La CJUE a groupé les trois premières questions, dont le but n’est que de chercher des éclaircissements quant à l’interprétation de l’art. 3, par. 1 de la directive 2001/29.
La réponse de la CJUE
Il faut d’abord rappeler que la communication au public est composée de deux éléments cumulatifs : il faut qu’un acte de communication d’œuvre intervienne, et cette communication doit viser un public.
Sur les trois premières questions, au vu des éléments factuels, la CJUE a estimé que
le fait de fournir, sur un site Internet, des liens cliquables vers des œuvres protégées publiées sans aucune restriction d’accès sur un autre site, offre aux utilisateurs du premier site un accès direct auxdites œuvres.
Cependant, comme les articles étaient déjà librement accessibles au public avant que Retriever Sverige ne les liste sur son site,
il doit être constaté que la mise à disposition des œuvres concernées au moyen d’un lien cliquable […] ne conduit pas à communiquer les œuvres en question à un public nouveau. […] le public ciblé par la communication initiale était l’ensemble des visiteurs potentiels du site concerné, car, sachant que l’accès aux œuvres sur ce site n’était soumis à aucune mesure restrictive, tous les internautes pouvaient donc y avoir accès librement.
Ainsi, la communication d’une œuvre au public signifie que le public doit être “nouveau” et ne pas avoir été touché par la mise à disposition originale (par les auteurs ou ayants droit).
Cette argumentation ne peut pas être remise en cause. Il en irait évidemment autrement si les liens fournis permettaient de contourner une éventuelle protection – sur le site où sont mise à disposition les œuvres – pour en limiter l’accès aux seuls utilisateurs enregistrés ou ayant souscrit un abonnement payant. Dans ce cas, il faudrait considérer les utilisateurs du site comme un public nouveau non pris en compte par les auteurs des œuvres, et par conséquent qualifier ces listes de liens comme “communication à un public”.

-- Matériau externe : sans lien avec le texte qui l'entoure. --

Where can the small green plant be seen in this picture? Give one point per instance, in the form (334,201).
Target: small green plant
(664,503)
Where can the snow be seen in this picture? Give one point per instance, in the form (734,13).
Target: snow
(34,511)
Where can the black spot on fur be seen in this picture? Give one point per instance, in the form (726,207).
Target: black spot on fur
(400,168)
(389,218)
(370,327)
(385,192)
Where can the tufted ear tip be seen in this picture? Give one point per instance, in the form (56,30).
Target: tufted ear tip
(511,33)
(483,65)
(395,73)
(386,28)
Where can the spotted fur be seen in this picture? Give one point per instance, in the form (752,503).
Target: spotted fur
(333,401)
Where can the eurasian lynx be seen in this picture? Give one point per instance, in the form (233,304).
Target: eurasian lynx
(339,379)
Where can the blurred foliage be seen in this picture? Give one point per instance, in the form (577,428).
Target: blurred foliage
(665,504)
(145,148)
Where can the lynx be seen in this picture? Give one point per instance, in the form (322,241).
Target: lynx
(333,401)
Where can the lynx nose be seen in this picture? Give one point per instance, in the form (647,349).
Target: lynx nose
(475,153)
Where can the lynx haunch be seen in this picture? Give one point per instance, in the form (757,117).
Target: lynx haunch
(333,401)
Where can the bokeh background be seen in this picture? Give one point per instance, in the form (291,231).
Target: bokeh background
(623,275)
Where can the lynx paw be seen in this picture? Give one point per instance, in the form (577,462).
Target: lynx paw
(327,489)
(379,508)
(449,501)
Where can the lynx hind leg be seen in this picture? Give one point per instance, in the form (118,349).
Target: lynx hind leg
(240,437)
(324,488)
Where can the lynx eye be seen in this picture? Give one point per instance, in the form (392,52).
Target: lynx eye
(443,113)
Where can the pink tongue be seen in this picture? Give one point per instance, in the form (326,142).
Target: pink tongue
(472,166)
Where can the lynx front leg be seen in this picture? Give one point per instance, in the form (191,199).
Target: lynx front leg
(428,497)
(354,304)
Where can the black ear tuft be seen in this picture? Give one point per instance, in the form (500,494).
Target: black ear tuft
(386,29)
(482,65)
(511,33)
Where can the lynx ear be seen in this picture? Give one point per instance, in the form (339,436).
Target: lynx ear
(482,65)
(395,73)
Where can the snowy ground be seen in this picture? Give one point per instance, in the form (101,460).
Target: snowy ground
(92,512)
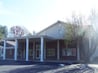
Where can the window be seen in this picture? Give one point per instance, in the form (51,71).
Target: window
(51,52)
(69,52)
(30,52)
(1,52)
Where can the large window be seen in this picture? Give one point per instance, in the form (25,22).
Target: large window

Dès lors, faute de public nouveau, l’autorisation des titulaires du droit d’auteur ne s’impose pas à une communication au public telle que celle au principal.
[…] ne constitue pas un acte de communication au public […] la fourniture sur un site Internet de liens cliquables vers des œuvres librement disponibles sur un autre site Internet.
Commentaire
Cette décision ne doit pas être interprétée comme autorisant, dans n’importe quelle situation, la création de liens hypertextes vers une œuvre sans l’autorisation de son ayant droit.
Il faut bien comprendre que le fait de fournir des liens cliquables vers des œuvres protégées constitue une mise à disposition au sens du droit d’auteur, et donc un “acte de communication” au sens de la directive 2011/29. La CJUE a explicitement reconnu que la création de liens hypertextes vers son œuvre constitue un droit exclusif de l’auteur.
Cependant, si l’ayant droit a déjà mis son œuvre à disposition d’un public sur Internet, il faudra qu’un tiers la mette à disposition d’un public nouveau sans l’autorisation de l’ayant droit pour qu’il y ait atteinte au droit exclusif.
En d’autres termes, si tout un chacun peut librement accéder à l’œuvre mise à disposition par l’ayant droit, il n’est pas requis d’obtenir l’autorisation de l’ayant droit pour créer un lien vers l’œuvre. Et ce même si l’internaute qui clique sur le lien pense que l’œuvre apparait sur le site contenant le lien.
Ce jugement ne constitue pas une surprise et semble plutôt simple à trancher (d’où l’absence de l’opinion d’un avocat général ?) mais revêt une certaine importance pour l’application du droit d’auteur sur Internet.